# Blue Clicquot Club Bottle



## Robby Raccoon (Jun 19, 2016)

I have no photos, but I'm wondering if I should pick up what looks like an authentic embossed blue (Cobalt) Clicquot Club bottle? 

I don't really have any more info than that. 

If so, what price?


----------



## Tombstone Brick (Jun 19, 2016)

Clear and green is all I have. Is it a embossed bottle?


----------



## RIBottleguy (Jun 26, 2016)

This is the only colored Clicquot bottle I know of.


----------



## Robby Raccoon (Jun 28, 2016)

I saw one of those, but the site gave me no information on it. Is it like the first one?


----------



## hemihampton (Jun 28, 2016)

The Blue cone top can is tough to come by.
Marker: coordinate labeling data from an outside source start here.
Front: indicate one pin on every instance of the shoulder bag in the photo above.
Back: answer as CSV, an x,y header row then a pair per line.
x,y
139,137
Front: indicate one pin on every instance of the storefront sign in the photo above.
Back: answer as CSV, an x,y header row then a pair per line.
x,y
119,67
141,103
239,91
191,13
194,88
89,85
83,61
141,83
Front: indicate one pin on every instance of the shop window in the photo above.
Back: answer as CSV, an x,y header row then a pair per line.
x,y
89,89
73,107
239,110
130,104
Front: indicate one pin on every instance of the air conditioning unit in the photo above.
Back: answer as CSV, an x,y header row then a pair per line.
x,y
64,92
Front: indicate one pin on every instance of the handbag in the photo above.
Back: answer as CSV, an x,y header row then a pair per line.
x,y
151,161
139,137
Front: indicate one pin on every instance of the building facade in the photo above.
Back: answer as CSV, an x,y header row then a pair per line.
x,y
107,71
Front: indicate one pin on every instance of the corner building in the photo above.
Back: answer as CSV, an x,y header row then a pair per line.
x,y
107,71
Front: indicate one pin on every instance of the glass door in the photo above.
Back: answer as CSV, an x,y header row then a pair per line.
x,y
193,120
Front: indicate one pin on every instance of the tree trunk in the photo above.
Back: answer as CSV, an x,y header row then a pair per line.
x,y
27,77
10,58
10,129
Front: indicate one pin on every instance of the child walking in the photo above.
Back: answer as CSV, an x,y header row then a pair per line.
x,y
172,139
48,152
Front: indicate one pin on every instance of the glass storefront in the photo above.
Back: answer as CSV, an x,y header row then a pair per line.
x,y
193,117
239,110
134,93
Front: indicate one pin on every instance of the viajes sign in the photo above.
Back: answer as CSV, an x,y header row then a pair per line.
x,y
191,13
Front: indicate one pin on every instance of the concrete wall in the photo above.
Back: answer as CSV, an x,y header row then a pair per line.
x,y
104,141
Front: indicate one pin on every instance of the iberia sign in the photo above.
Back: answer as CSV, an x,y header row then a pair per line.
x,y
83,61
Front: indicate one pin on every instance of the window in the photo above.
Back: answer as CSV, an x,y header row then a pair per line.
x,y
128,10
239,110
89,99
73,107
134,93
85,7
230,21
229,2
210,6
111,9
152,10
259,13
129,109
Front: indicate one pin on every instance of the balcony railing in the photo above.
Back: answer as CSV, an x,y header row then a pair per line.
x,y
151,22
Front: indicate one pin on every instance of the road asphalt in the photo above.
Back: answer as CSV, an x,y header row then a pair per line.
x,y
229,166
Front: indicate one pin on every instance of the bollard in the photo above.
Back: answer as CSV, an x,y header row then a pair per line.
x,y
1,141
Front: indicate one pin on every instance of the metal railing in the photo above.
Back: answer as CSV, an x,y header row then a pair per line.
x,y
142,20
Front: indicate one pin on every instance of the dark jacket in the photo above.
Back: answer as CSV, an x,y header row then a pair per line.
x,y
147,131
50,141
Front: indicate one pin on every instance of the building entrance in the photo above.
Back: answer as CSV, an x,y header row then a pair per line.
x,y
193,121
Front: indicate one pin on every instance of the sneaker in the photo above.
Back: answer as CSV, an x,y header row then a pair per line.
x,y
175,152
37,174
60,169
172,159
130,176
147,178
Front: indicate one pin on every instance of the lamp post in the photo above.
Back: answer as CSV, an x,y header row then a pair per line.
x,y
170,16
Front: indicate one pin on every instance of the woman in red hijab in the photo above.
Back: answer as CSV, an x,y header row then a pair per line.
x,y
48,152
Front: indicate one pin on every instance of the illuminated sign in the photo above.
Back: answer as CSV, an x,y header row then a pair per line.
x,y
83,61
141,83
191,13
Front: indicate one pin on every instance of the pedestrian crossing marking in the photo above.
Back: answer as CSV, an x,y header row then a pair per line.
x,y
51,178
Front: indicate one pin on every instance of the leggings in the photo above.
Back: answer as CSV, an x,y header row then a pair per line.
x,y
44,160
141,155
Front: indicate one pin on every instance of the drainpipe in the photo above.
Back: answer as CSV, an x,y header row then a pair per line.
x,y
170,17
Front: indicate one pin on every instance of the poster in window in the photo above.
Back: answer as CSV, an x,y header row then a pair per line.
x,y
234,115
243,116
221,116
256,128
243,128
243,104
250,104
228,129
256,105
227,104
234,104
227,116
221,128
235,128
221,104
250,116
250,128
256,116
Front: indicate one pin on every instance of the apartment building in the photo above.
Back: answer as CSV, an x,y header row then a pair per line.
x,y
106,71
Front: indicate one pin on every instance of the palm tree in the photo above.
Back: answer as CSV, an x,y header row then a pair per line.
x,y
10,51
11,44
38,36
LEON.


----------



## CanadianBottles (Jun 28, 2016)

A cobalt blue Cliquot bottle sounds very suspicious, have you seen it in person?  In photos those irradiated bottles can sometimes appear cobalt.  It's also possible that someone coated it in the stuff they use to turn regular fruit jars into all sorts of crazy colours.  I'd be very hesitant to buy pay a lot for it because I have such a hard time believing that something like that was ever manufactured.  I feel like the most likely explanation is that someone put a coating on it.


----------



## Robby Raccoon (Jun 29, 2016)

I didn't know it came in cans, Leon. 

Canadian Bottles, very good point.


----------



## sunrunner (Jun 30, 2016)

If you look at my last video digging in n,j on YouTube . I dug a aqua Clicquot club .


----------